Most package managers do not touch your home directory, so they will not delete user data. That needs to be done manually.

Snap and flatpak are exceptions, with an optional argument they will also delete the app's folder (~/snap/appName for snap, ~/.var/app/flatpakID for flatpak).

[–] [email protected] 8 points 2 months ago (1 children)

You can just delete the local profile directory. Depending on your setup, it could be anywhere. Just check in the browser's config info to find out where it is and delete that directory after you uninstall.

[–] [email protected] 7 points 2 months ago

Check for a ~/.config/chromium folder and delete it. dnf doesn't seem to have an equivalent to apt purge chromium which would be the other thing to do (while the package is installed).

[–] [email protected] 6 points 2 months ago

Sounds like you may want to run chrome in docker or try using nix.

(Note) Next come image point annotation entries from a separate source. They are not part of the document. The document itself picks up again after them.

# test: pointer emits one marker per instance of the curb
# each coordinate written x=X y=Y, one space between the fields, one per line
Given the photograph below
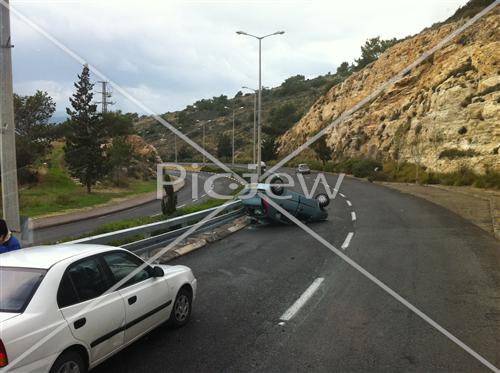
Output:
x=71 y=217
x=202 y=240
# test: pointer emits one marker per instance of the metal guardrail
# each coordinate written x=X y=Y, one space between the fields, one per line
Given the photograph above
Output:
x=167 y=230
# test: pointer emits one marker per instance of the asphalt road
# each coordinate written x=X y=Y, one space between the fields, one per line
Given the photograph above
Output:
x=442 y=264
x=185 y=197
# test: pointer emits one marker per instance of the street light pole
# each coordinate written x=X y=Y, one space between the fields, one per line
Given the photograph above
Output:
x=175 y=147
x=254 y=121
x=233 y=109
x=175 y=144
x=10 y=197
x=259 y=117
x=203 y=126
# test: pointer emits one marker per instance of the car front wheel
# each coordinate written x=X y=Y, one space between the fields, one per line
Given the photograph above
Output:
x=181 y=310
x=69 y=362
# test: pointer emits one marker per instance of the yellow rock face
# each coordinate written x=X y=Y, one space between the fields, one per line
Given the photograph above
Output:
x=451 y=100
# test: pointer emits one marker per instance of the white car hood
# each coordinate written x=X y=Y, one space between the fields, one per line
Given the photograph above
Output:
x=7 y=315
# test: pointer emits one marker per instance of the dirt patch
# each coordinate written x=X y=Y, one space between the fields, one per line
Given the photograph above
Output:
x=479 y=206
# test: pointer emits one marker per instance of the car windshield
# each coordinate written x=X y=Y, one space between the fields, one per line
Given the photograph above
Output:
x=18 y=286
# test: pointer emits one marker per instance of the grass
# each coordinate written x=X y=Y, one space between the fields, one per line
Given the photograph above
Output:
x=129 y=223
x=57 y=192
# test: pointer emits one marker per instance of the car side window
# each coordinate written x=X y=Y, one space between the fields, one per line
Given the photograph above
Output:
x=66 y=295
x=122 y=264
x=88 y=279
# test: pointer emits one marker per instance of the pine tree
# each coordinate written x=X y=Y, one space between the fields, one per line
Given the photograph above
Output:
x=84 y=149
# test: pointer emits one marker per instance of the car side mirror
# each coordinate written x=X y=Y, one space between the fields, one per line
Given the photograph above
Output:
x=158 y=272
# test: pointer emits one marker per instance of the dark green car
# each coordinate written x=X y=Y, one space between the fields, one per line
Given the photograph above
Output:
x=303 y=208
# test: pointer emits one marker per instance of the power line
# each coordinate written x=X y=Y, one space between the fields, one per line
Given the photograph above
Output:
x=106 y=94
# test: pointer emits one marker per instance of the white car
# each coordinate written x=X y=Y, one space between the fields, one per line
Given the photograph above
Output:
x=64 y=308
x=253 y=166
x=303 y=168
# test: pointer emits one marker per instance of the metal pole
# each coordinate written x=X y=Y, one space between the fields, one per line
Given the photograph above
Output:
x=10 y=197
x=254 y=124
x=233 y=139
x=175 y=147
x=259 y=118
x=104 y=98
x=203 y=142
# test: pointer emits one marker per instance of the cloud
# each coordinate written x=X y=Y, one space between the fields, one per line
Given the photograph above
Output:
x=171 y=53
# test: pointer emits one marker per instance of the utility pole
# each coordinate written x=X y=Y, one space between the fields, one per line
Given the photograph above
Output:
x=254 y=121
x=259 y=102
x=233 y=109
x=105 y=95
x=10 y=197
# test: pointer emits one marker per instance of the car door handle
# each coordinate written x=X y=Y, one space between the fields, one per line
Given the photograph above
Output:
x=132 y=300
x=79 y=323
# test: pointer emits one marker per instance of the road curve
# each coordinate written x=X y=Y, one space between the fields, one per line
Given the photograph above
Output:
x=442 y=264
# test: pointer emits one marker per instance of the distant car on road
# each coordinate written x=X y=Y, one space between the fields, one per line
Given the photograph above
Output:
x=61 y=291
x=300 y=206
x=253 y=166
x=303 y=169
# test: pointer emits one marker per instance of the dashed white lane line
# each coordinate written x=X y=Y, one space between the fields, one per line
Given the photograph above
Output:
x=347 y=240
x=299 y=303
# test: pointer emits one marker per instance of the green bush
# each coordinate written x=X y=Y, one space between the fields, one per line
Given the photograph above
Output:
x=366 y=168
x=457 y=153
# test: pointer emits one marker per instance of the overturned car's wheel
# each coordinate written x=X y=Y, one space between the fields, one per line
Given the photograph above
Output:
x=323 y=200
x=276 y=186
x=181 y=311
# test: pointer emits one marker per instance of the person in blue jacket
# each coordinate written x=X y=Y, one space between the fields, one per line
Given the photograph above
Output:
x=7 y=241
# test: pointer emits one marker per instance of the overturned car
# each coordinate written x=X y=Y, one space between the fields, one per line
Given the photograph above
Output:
x=303 y=208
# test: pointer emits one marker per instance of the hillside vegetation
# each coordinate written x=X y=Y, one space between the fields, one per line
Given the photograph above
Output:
x=443 y=116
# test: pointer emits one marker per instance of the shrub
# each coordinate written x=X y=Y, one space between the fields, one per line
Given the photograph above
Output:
x=366 y=168
x=457 y=153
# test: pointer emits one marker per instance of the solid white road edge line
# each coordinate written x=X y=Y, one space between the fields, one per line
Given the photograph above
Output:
x=347 y=241
x=299 y=303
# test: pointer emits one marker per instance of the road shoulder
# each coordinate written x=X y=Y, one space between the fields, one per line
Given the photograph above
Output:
x=479 y=206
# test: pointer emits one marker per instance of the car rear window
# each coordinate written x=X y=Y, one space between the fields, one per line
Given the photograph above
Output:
x=18 y=286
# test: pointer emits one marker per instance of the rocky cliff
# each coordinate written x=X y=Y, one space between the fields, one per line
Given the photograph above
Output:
x=443 y=114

Nix won't clean up your user data automatically but with a few tweaks could do it easily. Docker will completely prevent files from hanging around (if you don't mount your home directory in the container), but if you want to download files to your host is its a bit tricky.

[–] [email protected] 2 points 2 months ago

You could always write yourself a simple bash clean-up script that kicks off the uninstall and also deleted the profile and anything else you want gone. Not a universal solution, but if you need to do that one thing often enough it would do the trick.